Por um bloco republicano e socialista

Alberto Garzón, exponente máximo da “equidistância” entre o Estado neofranquista e a Catalunha democrática, disse que sua alternativa é “uma república federal e plurinacional com um referendo acordado”. Mas, no caso de chegar ao governo, que faria o companheiro Garzón quando o aparato de Estado e mesmo a burguesia moverem toda a sua musculatura para esmagar suas aspirações? Que faria quando o Tribunal Constitucional declarasse ilegais suas iniciativas?

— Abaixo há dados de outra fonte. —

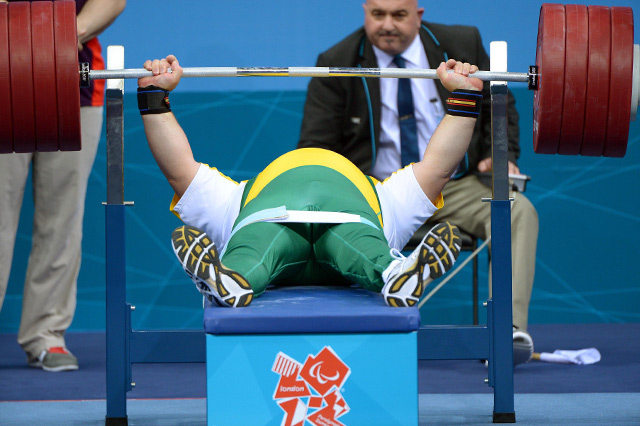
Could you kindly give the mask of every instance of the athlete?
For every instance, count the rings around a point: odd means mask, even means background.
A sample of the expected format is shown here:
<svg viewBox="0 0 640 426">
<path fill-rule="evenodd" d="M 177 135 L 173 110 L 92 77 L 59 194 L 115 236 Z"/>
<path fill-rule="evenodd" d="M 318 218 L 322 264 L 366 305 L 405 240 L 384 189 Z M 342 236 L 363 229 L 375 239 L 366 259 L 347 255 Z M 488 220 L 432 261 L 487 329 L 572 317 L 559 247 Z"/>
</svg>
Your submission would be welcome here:
<svg viewBox="0 0 640 426">
<path fill-rule="evenodd" d="M 425 286 L 453 266 L 457 228 L 436 225 L 404 257 L 415 230 L 444 205 L 442 188 L 466 152 L 482 99 L 477 67 L 450 59 L 438 77 L 450 108 L 423 159 L 384 182 L 331 151 L 299 149 L 258 176 L 234 182 L 197 162 L 171 113 L 182 68 L 175 56 L 148 60 L 138 106 L 149 147 L 185 223 L 174 251 L 198 290 L 222 305 L 247 306 L 268 285 L 357 283 L 390 306 L 414 306 Z M 169 69 L 170 68 L 170 69 Z"/>
</svg>

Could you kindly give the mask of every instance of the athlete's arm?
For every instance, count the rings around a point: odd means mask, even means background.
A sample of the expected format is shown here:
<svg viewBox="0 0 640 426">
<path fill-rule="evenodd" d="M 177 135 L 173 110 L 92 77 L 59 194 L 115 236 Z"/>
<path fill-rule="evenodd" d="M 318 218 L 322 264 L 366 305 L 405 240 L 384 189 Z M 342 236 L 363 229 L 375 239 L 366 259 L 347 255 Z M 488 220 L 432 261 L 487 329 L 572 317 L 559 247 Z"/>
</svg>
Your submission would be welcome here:
<svg viewBox="0 0 640 426">
<path fill-rule="evenodd" d="M 450 70 L 453 72 L 448 72 Z M 481 92 L 482 81 L 469 77 L 477 70 L 475 65 L 449 59 L 440 64 L 437 75 L 450 92 L 457 89 Z M 431 136 L 422 160 L 413 164 L 416 179 L 432 203 L 467 152 L 475 124 L 475 118 L 445 115 Z"/>
<path fill-rule="evenodd" d="M 169 67 L 172 72 L 167 72 Z M 175 89 L 182 76 L 182 67 L 173 55 L 162 60 L 147 60 L 144 68 L 151 71 L 153 76 L 140 78 L 138 87 L 153 85 L 170 91 Z M 187 136 L 171 112 L 143 115 L 142 123 L 149 148 L 160 170 L 176 195 L 182 197 L 200 167 L 200 163 L 193 158 Z"/>
</svg>

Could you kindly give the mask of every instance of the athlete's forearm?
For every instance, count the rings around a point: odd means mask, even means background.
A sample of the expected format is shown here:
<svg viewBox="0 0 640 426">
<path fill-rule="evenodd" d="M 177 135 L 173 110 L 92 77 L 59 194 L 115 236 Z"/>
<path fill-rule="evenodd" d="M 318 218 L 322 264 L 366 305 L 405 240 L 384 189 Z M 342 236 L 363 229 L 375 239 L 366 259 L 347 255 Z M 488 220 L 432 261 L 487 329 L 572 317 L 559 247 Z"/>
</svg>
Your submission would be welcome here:
<svg viewBox="0 0 640 426">
<path fill-rule="evenodd" d="M 436 73 L 451 92 L 449 110 L 431 136 L 422 161 L 413 165 L 413 172 L 425 195 L 436 202 L 442 188 L 469 148 L 482 101 L 482 81 L 472 75 L 478 67 L 449 59 L 441 63 Z"/>
<path fill-rule="evenodd" d="M 413 171 L 425 195 L 435 201 L 469 148 L 475 118 L 445 115 Z"/>
</svg>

E quando o IBEX35 iniciasse uma campanha de terrorismo econômico, ameaçando com a retirada de empresas? Ou quando o Rei saísse na TV denunciando tudo como uma loucura como chefe de Estado e do Exército? Por fim, somente teria duas alternativas: submeter-se ou seguir o valente exemplo do povo catalão, de confiar em seu próprio instinto e vontade e desobedecer a leis injustas e a tribunais que ninguém elegeu e que representam somente a vontade dos poderosos.

Devemos exigir dos dirigentes do UP que sejam coerentes com suas palavras. Diante da unidade indissolúvel entre as finanças, a monarquia, o aparato estatal e os partidos do sistema (PP, Ciudadanos e PSOE) há apenas uma emenda à totalidade do regime e do sistema econômico capitalista. A conclusão é clara: o avanço social é incompatível com a monarquia e o sistema econômico que a sustenta. É hora, portanto, de levantar uma bandeira de luta que una e entusiasme os milhões de descontentes; é hora de se por de pé perante o bloco monárquico um bloco republicano e socialista que prepare suas forças para o “momento catalão” que, cedo ou tarde, estender-se-á por toda a Espanha.